Accounting for physical barriers in insect pest modeling: A spatially explicit simulation-based approach

Understanding pest dynamics beyond greenhouse boundaries is critical for anticipating outbreaks and guiding sustainable management. Despite the central role of insect pest ecology in Integrated Pest Management, landscape-scale research on external greenhouse environments is limited. This knowledge gap constrains the development of spatially informed early-warning systems and green infrastructure to intercept pest movement. We introduce a spatially explicit simulation framework designed to model pest abundance in the peri-greenhouse landscape by integrating high-resolution data on greenhouse density, landscape structure, and resistance to pest dispersal.

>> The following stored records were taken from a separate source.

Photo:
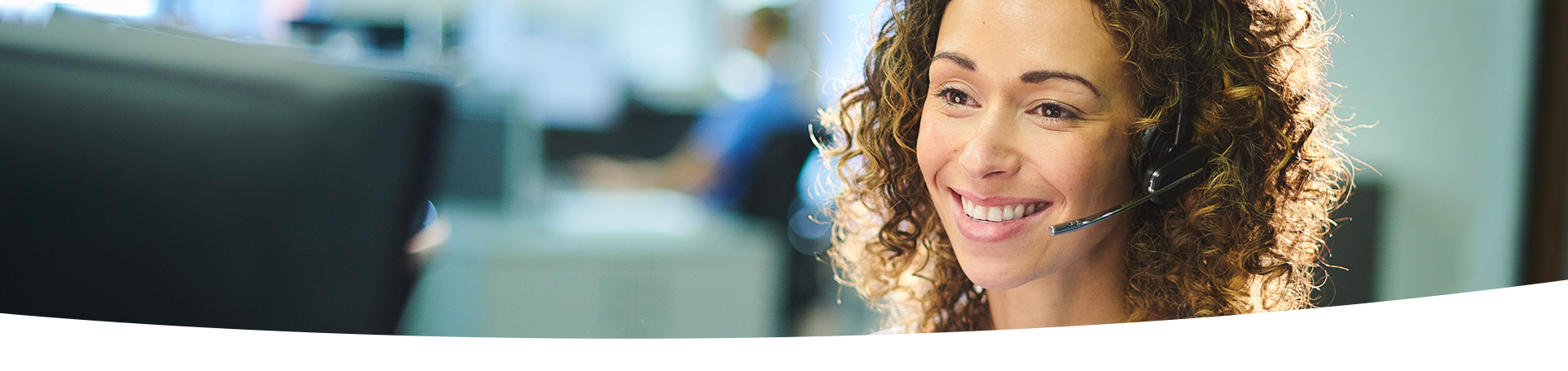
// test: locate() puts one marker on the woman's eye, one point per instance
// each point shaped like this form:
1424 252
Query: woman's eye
1052 110
954 97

We used Barrier models to assess the comparative performance of cluster versus simple random sampling across varying spatial scenarios and sample sizes. Our results demonstrate that greenhouse spatial arrangement significantly mediates sampling efficiency. Cluster sampling consistently outperformed simple random sampling in scarcely and densely fragmented landscapes, reflecting its effectiveness in capturing strong spatial continuity. Crucially, in moderately dense landscapes, both methods showed comparable performance, suggesting that intermediate fragmentation disrupts the necessary spatial aggregation for cluster sampling's efficiency. These findings highlight the necessity of matching sampling design to spatial landscape features and pest management goals. The proposed framework is a customizable and scalable tool for simulating pest dynamics and optimizing field monitoring strategies. By bridging geostatistical modeling and ecological simulation, it provides a transferable workflow that advances landscape-scale ecological modeling and supports the design of adaptive pest management strategies. It strengthens the integration of ecological informatics into decision-making by enabling scenario testing under diverse spatial configurations, offering practical insights for spatially informed early-warning systems in agricultural landscapes. • A spatially explicit simulation framework models pest spread in greenhouse landscapes. • The model includes greenhouse layout and dispersal resistance at high resolution. • Two sampling strategies are evaluated under diverse pest and landscape scenarios. • Cluster sampling outperforms when pest aggregation and spatial barriers align. • The model informs scalable pest control planning across complex landscapes.